I’m terrible at selling: I don’t even like to get a receipt when I drop off stuff at Goodwill, because it feels too much like I’m engaging in some sort of a “transaction”. In fact, probably the only person in the whole world who is worse at selling than I am is my friend Tom, who is such an inept salesman that he couldn’t even hold a job at the local theater’s concession stand, a place that comes with a built-in client base. (It seems that every time some poor kid would try to buy a box of overpriced candy, Tom would lean back, shake his head mournfully and say, “You don’t really want to buy that do you? It’s terrible.” Before you start to make assumptions about Tom’s noble quest to save the youth of America from dangerous chemicals and preservatives, you must know this: in college he also used to hand out unfiltered Camel cigarettes at Halloween.)

Some people just aren’t cut out for sales, and I count myself to be among them. But that’s ok: everyone has their limits, and I know this is one of mine. (For the record, Tom is not now involved in either sales or public health education). How is it then, that even with knowing this about myself; even after spending years avoiding the high school salesgirl job at The Gap, the college salesgirl job pushing magazine subscriptions door-to-door, and the twentysomething salesgirl job working at the local call center, I now find myself up to my neck in the retail biz? Two words: school fundraiser.

I know: it’s supposed to be the child who is selling the products, but let’s get real–how many 9-year-olds do you know who can count amongst their inner circle the type of person who wants a talking “Battlefields of the Civil War” picture frame or a tin of carob-covered Hanukkah pretzels? Realistically, it is the parents who end up schlepping these catalogs around to playdates, offices and book clubs, always on the lookout for someone gullible enough to believe that there actually exists a wrapping paper that is worth $12 a sheet.

And therein lies the real rub: it is not so much that our children’s schools are “encouraging” us to sell-sell-sell, it’s that what they’re “encouraging” us to sell-sell-sell is such crap-crap-crap.
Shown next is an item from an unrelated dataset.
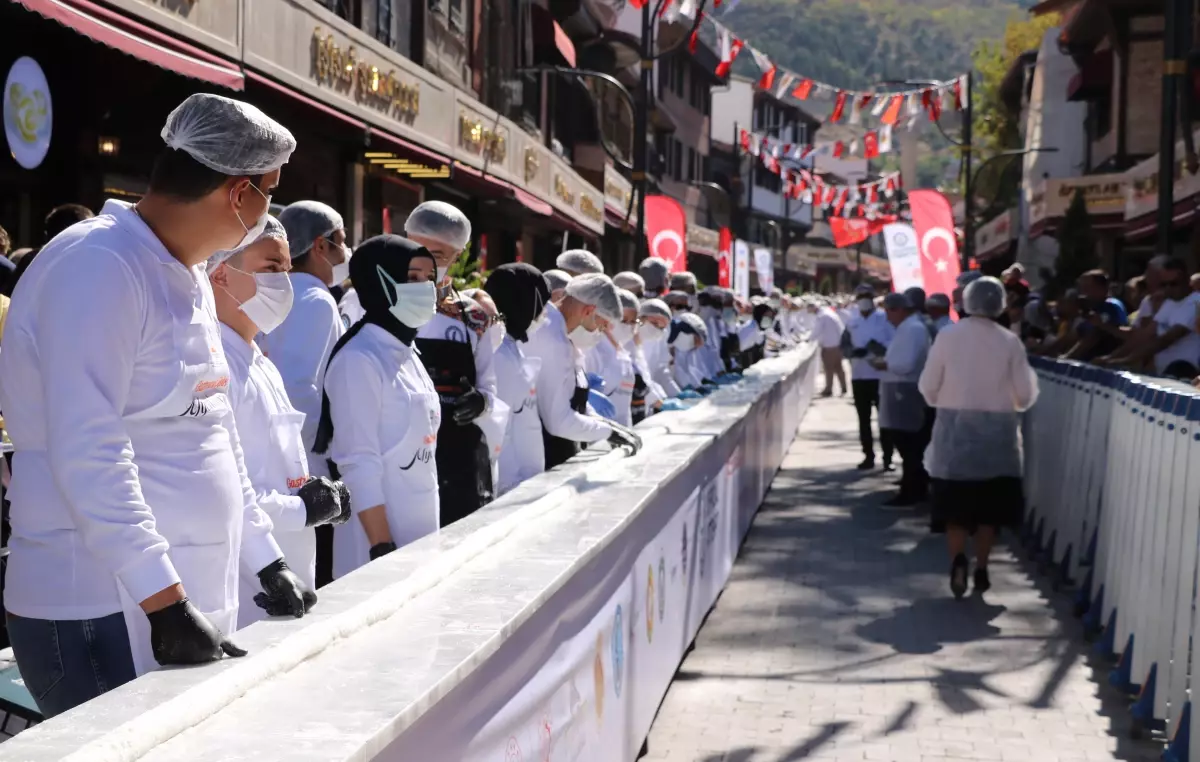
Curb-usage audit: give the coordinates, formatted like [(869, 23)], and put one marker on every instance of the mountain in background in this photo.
[(862, 43)]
After all, I don’t mind helping Clementine with her yearly Girl Scout cookie sales: with those babies you are not so much a salesman as a dealer (the problem isn’t getting people to buy them, it’s getting people to stop coming over to your house at midnight trying to get their thin mint fix). As far as the school catalog products are concerned, though–well, let’s just say I would have better luck (and feel less guilt) if I was trying to convince people to help me collect my Nigerian lottery winnings than I do trying to convince them to buy something called a bucket o’pizza. (In my experience, unless the third word is beer, bucket o’ has never helped to sell anything).

Actually, though, judging by Tom’s popularity with the neighborhood children (if not their parents), maybe a bucket o’ciggies wouldn’t be such a bad fundraiser–they might even give the Girl Scouts a run for their money. Maybe I’ll suggest it at the next PTA meeting–if nothing else, I’m sure it will get me out of being asked to sell anything ever again.